Envision Your M&A Goal Before It’s Too Late
Marijuana Industry News October 24, 2019 MJ Shareholders
There are two simple ways of thinking about M&A transactions from the sell side: furnishing an exit ramp to cash out of the business and move on or building a foundation for longer-term corporate growth. Both are valid, and both can be built into acquisition terms—but the underlying vision must be understood before sitting down at the negotiating table.
Zachary Venegas, CEO of HelixTCS, says these different trajectories can create a sort of tension. That tension, in turn, can lead to a heightened sense of urgency when raising capital: Is it easier to take a deal with a larger company to get to either of those two broad goals? Is an acquisition a step forward to some more important vision?
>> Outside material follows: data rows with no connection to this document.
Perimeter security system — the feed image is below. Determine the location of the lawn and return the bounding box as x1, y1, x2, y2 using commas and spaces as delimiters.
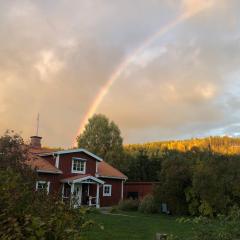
83, 212, 192, 240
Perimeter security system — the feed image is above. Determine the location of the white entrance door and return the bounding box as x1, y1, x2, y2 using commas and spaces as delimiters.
74, 184, 82, 207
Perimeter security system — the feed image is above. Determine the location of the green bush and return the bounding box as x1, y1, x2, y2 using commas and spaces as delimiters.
118, 198, 139, 211
0, 169, 93, 240
110, 206, 118, 213
138, 194, 157, 213
0, 132, 94, 240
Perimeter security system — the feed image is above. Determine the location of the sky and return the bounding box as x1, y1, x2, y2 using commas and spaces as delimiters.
0, 0, 240, 147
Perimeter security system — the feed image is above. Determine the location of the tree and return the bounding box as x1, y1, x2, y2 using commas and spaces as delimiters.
77, 114, 123, 166
0, 131, 92, 240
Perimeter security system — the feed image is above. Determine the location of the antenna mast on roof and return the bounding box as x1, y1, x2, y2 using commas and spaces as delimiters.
36, 113, 40, 136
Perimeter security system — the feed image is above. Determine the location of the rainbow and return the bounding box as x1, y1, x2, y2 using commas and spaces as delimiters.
73, 0, 213, 146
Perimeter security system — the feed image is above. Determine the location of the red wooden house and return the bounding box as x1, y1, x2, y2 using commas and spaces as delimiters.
27, 136, 127, 207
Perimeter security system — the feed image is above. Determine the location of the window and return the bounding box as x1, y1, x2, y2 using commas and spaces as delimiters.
103, 185, 112, 197
72, 158, 86, 174
36, 181, 50, 193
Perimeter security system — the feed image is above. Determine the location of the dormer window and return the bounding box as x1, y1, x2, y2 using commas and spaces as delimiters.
72, 158, 86, 174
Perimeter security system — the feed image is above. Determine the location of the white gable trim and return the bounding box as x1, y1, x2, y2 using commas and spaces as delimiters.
98, 175, 128, 180
61, 176, 105, 184
36, 169, 62, 174
39, 148, 103, 162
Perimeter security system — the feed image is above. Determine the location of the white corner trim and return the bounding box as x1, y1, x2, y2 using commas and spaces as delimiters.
55, 154, 60, 168
36, 181, 50, 194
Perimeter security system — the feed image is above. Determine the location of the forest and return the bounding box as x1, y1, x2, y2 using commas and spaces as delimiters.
116, 137, 240, 216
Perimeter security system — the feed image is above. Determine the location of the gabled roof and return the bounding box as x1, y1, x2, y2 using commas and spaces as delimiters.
61, 174, 104, 184
39, 148, 102, 162
98, 161, 127, 179
25, 153, 62, 174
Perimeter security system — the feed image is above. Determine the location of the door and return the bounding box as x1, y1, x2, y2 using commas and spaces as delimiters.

Raising capital is no simple task in an industry that remains federally illegal in the U.S., but for companies of all sizes with any intention of growth, it’s a fundamental tenet of business. How a company pursues capital is a complex matter.
RELATED: Beyond an IPO: How Cannabis Businesses Can Access Capital
“Some businesses spend all of their time just raising that next bit of capital, and they start to lose the competitive advantage because they spent all their time on the money,” Venegas says.
He points out that a lot of the major M&A transactions in 2018 and 2019 thus far have involved direct cultivation facilities; ancillary businesses have not yet found a sense of momentum among buyers (with plenty of exceptions to the rule). “On the technology or ancillary service side, there’s not massive money being raised yet. But it’s starting to happen,” Venegas says.
The M&A field in cannabis is showing signs of important trends that businesses of all stripes should note: international acquisitions, IPOs on U.S. markets, reverse takeover bids, license transfers across state lines.
But the basic fundamental remains a truth: Companies need that access to capital, whether plant-touching or not.
“You may say, ‘Okay, I’ll be acquired,’ Venegas says. “‘It will be a bigger piece of the pie. If I can just have easy access to capital because my acquirer already has that and is willing to commit that in terms, … the certainty around the capital frees me to do what I know I can do or what my team to do.’ So, that’s the rationale.”
But that’s just the beginning.
“Okay,” he says, “now you have access to capital. Make a decision about what you want to do: is this an off-ramp? It really comes down to what you really believe about your acquirers, in terms of: Are you really going to have an environment that makes you want to stay after you’re acquired?”
This is where the lengthy due diligence process comes into play, when companies on both sides of the transactions can feel out the other’s financial past, present and tentative future. Transparency is key, and that includes transparency—and honesty—with yourself about your own goals.
Of course, making sure the other party is clear about their intent is an important tenet of this due diligence—and a way of checking yourself along the way.
“If they won’t share that with you, or if they can’t take you through the details in their growth plan, … that’s a red flag,” says Dena Jalbert, CEO of Align Business Advisory Services. “Any red flag doesn’t mean you should absolutely walk away, but these are the things in this space that we tend to ask for, from a seller diligence perspective.”
Without solid footing in the due diligence phase, buyers and sellers can easily fall into a fantasy: that what you and your company envision is automatically going to be accepted and adopted by the other party.
To get around that fantasy, due diligence must translate into a proper integration plan. “If you’ve got an aggressive, forward-thinking, dynamic small business team, and then they are going to fold into a conservatively structured, bureaucratic, larger organization, that’s not going work,” Jalbert says. “They’re going to clash quickly. And then the buying company is at risk of losing those people.”
And the seller is at risk of losing out on whatever original vision was guiding the transaction.